Tiny bubbles used to treat common childhood cancer
Researchers at UCL have developed a new way to deliver drugs that can shut down cancer-promoting mutations in neuroblastoma. The findings in mice, show the method, which uses tiny bubbles to deliver therapies directly to tumor cells, reduced tumor growth and improved survival.
Neuroblastoma is the most common solid tumor found in children and accounts for about 15% of all cancer-related deaths in children. Tumors develop from certain types of nerve cells and are most commonly found in the abdomen. Children who are diagnosed above the age of one often fail to respond to treatment or relapse at a later time, meaning that there is an urgent need for new treatment options.

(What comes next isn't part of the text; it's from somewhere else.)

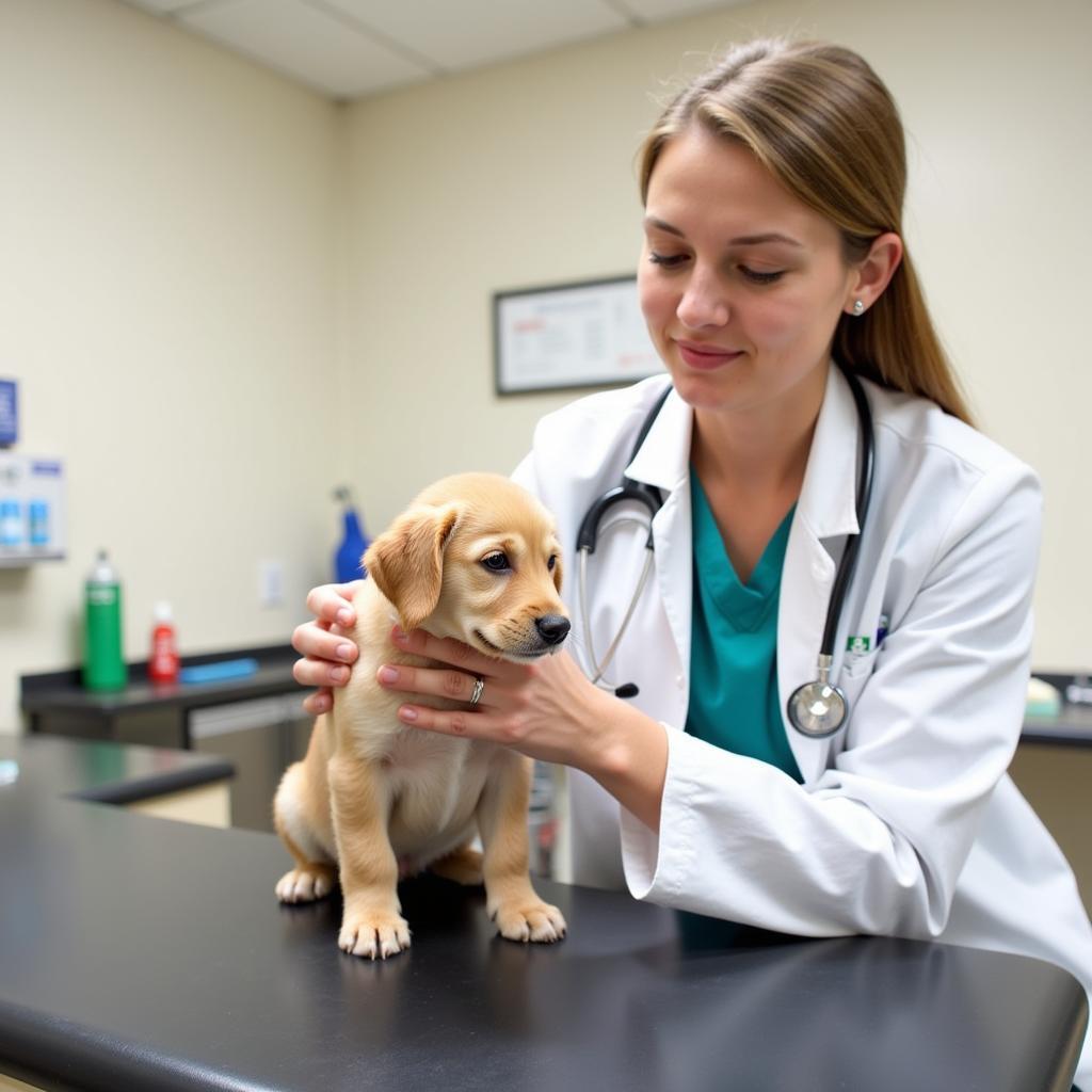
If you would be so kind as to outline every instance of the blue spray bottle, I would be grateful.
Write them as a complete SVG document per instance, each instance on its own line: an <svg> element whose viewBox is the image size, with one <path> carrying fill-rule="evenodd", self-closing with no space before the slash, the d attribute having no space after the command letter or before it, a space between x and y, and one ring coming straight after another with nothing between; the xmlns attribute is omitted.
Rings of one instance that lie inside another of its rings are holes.
<svg viewBox="0 0 1092 1092"><path fill-rule="evenodd" d="M348 487L339 486L334 489L334 497L344 506L342 512L344 534L341 545L334 551L334 578L340 584L344 584L349 580L359 580L367 575L360 558L368 548L370 539L360 525L360 517L353 505L353 495L348 491Z"/></svg>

The research, published in Advanced Functional Materials and funded by Worldwide Cancer Research, now offers a new potential treatment approach. MYCN is a gene that is associated with poor prognosis and is found to be mutated or overactive in about 20% of neuroblastoma cases. The gene is usually expressed during fetal development and is involved in cell growth and development. Neuroblastoma cells continue to express too much MYCN, leading to uncontrolled cell growth and division and preventing cancer cells from dying.
Researchers at UCL Great Ormond Street Institute of Child Health have now found a way to silence MYCN by delivering a certain type of genetic material called siRNA, directly to the tumor cells. They developed nanoparticles—or tiny bubbles—that use the leaky blood vessels around the tumor and certain features that are only present on tumor cells to home in on the tumors.
The vast majority of nanoparticles, which were delivered via injection, located to the tumor and successfully shut down the MYCN gene causing the cancer. The treatment caused the tumors to grow at a slower pace and prolonged the time that the mice survived the cancer.
Senior author Professor Stephen Hart, UCL GOS ICH, said: "These findings show that this approach with MYCN siRNA delivered by a nanoparticle is a new potential therapy for neuroblastoma. The next steps would be to develop methods of scaling up production to clinical grade, and to show that the treatment is safe. Current therapies such as surgery, radio and chemotherapy are effective at removing the primary tumor but, unfortunately, in many cases the tumor will return at other sites in the body, which is much harder to treat. We hope that this therapy might augment conventional therapies and provide a way of targeting the therapy to these new tumor sites."
Dr. Helen Rippon, chief executive at Worldwide Cancer Research said: "Each year about 100 families in the UK receive the devastating news that their child has developed neuroblastoma. Unfortunately, the cancer is often detected at a relatively late stage and intense treatment is needed.
"We are funding researchers, like Professor Hart, to start new cancer cures and this innovative research shows just how important investment in early-stage discovery research is. Using new methods, such as nanoparticles, to deliver treatment straight to the heart of cancer is an incredibly exciting area of research. These new results now offer hope to patients and their families by paving the way for effective new treatment options."